Adrian Schubert professeur d’histoire à l’université de York à Toronto Canada signale lui les manifestations données en avril 1932 à Valencia pour  le premier anniversaire de la république : inauguration d’une statue de la république, distribution d’exemplaires de la constitution, concours de beauté et plusieurs corridas. Sous la république la tauromachie se socialise. Les corporations de cordonniers, chapeliers, taxiteurs multiplient les novilladas sans picadors et beaucoup de courses se font au profit d’œuvres sociales... En 1934 à Madrid, Belmonte coupe ainsi une queue à un toro de Carmen de Federico dans une corrida donnée au bénéfice des chômeurs et la saison 1935 est une grande saison de tauromachie grâce à Lalanda, La Serna, Manolo Bienvenida, Domingo Ortega, Cagancho, etc.…
Le 18 juillet 1936 coup d’état de Franco. Les toreros se divisent selon leur implantation géographique. Le syndicat des toreros qui  a son siège à Madrid se rallie au pouvoir légal de la république. Les toreros qui sont en Andalousie, région contrôlée par les nationalistes franquistes se rangent aux cotés des rebelles qui ont d’ailleurs commencés par suspendre les corridas avant de lever leur interdiction le 11 octobre. Par contre dés le 16 août deux corridas se font en zone républicaine. L’une à Barcelone, l’autre à Madrid au bénéfice du Front Populaire. De juillet 1936 jusqu'à la fin de la saison, et selon l’historien Bartolomé Benassar, 20 corridas et 17 festivals se feront coté républicain contre 11 coté nationaliste. Comme  les troupes de Franco ont d’emblée contrôlé les zones d’élevage, l’Andalousie, Salamanque, la tendance finira par s’inverser jusqu'à ce que la  république agonisante et son gouvernement refugiée à Valencia finisse en juillet 1937 par suspendre la corrida : il n’y avait plus de toros, les toreros restés fidèles s’exilaient au Mexique ou en France et les arènes servaient de potager comme celle de Madrid ou de dépôts de munitions. Leurs barrières démontées servaient de bois de chauffage. Silvino Zafon sera le  16 mai 1937 à Barcelone le dernier torero à prendre une alternative « républicaine ». Il s’exilera en France et mourra à Orange en mars 1963 d’un accident de vélomoteur.

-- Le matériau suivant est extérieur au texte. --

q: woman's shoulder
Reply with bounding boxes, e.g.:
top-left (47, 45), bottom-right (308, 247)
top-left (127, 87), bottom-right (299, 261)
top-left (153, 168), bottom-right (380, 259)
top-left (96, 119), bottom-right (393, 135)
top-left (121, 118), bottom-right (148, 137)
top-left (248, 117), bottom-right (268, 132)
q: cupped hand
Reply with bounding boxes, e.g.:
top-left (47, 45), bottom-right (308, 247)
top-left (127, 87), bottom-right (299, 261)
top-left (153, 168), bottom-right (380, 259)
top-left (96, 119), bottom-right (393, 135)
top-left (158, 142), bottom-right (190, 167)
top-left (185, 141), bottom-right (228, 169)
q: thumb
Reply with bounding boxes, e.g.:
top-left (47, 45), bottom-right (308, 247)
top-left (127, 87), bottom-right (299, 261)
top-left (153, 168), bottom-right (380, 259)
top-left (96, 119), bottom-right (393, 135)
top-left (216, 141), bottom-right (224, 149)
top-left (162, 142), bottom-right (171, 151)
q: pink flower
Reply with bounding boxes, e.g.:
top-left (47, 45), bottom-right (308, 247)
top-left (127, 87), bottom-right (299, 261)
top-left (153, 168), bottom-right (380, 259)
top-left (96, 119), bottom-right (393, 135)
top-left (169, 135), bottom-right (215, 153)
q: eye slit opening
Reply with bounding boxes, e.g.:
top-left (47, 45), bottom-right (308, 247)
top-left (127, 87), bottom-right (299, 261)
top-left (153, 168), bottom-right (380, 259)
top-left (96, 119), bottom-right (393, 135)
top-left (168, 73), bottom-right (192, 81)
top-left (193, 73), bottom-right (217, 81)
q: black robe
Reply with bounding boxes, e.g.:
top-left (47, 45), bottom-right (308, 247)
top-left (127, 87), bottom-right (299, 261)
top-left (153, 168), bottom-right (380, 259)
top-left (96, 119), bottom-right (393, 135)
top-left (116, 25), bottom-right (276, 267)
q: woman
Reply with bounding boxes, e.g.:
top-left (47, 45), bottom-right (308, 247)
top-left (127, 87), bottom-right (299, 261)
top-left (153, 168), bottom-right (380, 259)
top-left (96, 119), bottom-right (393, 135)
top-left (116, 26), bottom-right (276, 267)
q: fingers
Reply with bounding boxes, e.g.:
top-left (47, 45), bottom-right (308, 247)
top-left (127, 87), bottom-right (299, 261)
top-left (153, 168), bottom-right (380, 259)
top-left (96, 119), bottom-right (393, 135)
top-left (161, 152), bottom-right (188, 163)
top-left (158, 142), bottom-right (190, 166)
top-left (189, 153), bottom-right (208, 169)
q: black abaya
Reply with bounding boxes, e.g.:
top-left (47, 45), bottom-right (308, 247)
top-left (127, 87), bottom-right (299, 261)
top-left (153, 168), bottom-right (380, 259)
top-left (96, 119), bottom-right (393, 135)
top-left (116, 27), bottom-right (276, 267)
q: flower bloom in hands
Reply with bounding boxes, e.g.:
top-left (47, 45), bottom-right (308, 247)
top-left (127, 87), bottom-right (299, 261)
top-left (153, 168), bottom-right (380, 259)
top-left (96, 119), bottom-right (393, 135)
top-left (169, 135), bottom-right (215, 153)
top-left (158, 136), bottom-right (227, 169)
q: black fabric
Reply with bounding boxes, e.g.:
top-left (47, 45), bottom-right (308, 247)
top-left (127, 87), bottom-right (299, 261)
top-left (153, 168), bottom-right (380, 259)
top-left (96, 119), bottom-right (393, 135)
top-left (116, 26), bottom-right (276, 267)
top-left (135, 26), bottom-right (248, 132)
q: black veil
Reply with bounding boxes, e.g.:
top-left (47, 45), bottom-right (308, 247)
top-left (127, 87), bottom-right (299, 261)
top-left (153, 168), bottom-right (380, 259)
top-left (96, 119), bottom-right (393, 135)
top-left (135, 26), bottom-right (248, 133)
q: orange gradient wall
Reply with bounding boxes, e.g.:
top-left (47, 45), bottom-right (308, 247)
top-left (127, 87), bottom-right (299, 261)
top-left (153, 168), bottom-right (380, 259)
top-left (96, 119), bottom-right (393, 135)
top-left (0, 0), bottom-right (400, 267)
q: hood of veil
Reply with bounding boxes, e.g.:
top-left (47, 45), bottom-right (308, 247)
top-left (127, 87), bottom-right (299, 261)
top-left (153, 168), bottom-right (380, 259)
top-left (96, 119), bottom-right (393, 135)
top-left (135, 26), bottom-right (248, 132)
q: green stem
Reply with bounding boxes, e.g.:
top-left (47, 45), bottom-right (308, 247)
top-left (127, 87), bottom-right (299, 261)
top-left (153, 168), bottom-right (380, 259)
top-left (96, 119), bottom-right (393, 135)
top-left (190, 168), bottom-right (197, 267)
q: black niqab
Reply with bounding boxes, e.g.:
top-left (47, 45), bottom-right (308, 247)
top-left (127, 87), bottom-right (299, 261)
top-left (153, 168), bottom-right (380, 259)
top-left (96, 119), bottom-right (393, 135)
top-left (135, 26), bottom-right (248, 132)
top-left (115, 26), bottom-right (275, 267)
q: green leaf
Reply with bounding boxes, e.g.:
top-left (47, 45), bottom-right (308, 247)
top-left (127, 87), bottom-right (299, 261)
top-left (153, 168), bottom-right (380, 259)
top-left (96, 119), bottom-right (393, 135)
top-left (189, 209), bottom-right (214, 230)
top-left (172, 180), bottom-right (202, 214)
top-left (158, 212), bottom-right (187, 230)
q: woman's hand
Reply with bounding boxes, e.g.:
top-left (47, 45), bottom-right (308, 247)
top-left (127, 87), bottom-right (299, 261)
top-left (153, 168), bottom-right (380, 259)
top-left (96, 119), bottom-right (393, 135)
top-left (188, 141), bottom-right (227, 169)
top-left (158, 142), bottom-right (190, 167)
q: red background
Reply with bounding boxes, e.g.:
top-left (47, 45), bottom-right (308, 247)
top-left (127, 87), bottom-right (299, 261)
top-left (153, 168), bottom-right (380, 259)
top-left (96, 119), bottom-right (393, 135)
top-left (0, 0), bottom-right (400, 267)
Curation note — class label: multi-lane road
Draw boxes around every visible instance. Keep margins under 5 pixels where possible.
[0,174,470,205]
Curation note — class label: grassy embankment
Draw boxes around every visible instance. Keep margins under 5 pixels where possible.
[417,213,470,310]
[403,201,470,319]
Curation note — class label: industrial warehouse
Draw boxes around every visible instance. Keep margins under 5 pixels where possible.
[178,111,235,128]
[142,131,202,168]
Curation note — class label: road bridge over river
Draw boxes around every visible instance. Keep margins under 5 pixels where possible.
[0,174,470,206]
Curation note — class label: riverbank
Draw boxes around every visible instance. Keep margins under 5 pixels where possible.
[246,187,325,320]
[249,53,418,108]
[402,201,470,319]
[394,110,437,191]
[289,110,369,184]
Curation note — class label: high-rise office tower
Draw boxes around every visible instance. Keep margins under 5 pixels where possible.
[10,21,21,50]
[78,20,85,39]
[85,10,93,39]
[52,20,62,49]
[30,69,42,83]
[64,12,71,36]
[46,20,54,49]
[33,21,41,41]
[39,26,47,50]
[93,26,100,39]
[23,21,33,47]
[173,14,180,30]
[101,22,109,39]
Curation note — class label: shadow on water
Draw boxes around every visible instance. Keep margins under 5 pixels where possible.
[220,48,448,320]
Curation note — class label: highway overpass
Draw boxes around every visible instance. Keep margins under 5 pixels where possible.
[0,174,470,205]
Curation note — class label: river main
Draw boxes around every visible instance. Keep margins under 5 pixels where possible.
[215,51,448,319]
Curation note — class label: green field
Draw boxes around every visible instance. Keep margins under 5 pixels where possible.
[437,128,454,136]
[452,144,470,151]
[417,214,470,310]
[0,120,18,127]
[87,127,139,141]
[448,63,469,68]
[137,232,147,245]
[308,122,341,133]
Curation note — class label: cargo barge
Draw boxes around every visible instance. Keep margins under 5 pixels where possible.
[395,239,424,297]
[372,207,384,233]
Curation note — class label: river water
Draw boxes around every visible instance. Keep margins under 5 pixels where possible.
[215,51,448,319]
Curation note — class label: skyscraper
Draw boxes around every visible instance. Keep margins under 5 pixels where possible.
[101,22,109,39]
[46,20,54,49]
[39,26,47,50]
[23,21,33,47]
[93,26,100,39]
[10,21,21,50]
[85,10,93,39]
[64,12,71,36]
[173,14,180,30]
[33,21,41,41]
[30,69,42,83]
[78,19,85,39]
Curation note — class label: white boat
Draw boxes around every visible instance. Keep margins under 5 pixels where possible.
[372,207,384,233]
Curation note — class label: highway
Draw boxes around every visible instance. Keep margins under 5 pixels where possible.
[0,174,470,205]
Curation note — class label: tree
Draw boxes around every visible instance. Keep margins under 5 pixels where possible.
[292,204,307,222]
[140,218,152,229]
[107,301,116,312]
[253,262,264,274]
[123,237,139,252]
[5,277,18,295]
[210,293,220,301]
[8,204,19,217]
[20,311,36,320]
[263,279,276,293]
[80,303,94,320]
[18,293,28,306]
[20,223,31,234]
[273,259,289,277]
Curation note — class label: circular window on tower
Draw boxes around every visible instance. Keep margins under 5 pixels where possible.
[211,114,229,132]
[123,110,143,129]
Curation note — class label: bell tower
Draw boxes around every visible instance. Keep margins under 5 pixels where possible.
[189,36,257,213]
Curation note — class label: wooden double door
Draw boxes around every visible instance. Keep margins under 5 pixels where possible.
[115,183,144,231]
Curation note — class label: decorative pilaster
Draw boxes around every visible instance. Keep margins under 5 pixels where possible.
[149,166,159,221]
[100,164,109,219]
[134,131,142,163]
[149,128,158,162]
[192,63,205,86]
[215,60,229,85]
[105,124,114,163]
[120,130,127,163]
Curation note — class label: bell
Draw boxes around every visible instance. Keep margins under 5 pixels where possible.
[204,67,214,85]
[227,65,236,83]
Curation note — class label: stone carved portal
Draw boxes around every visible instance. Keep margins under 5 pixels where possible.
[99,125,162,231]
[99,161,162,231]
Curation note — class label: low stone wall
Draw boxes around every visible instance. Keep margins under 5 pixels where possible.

Pendant la guerre civile selon la zone les toreros défilent soit le bras tendu et en chantant Cara al Sol, l’hymne fasciste, soit le poing levé et en chantant l’Internationale, Bandera Roja ou la Marseillaise et coiffé du bonnet «prolétarien » avec l’étoile rouge. A Madrid le 13 aout 1936   Mariano Garcia, Paco Godin et Antonio de la Torre ont brindé leur novillos à Dolores Ibarruri «la pasionaria».  A Valencia le 6 septembre Vicente Barrera torée en tenue de milicien républicain. Des corridas sont faites au bénéfice des forces qui luttent contre les «fascistes» comme les corridas du secours rouge à Murcie,  Albacete,  Madrid  ou comme cette corrida de 1937 à Alicante en faveur des milices du parti communiste. Le 11 septembre à Albacete,  le novillero Jaime Noain coupe  4 oreilles, 2 queues  prend un coup de corne  puis part avec sa cuadrilla combattre pour la république sur le front d’Aragon. Pour le «jour de la race» le 12 octobre 1936 chaque camp a fait sa corrida : l’une à Séville,  l’autre à Valencia organisée par les syndicats CGT et UGT. Les barrières y ont été peintes aux couleurs de la république : rouge, jaune violet, les élevages  placés sous séquestre par la république. Les toros combattus en zone rouge sortent sous l’appellation «ganadería du front populaire.» 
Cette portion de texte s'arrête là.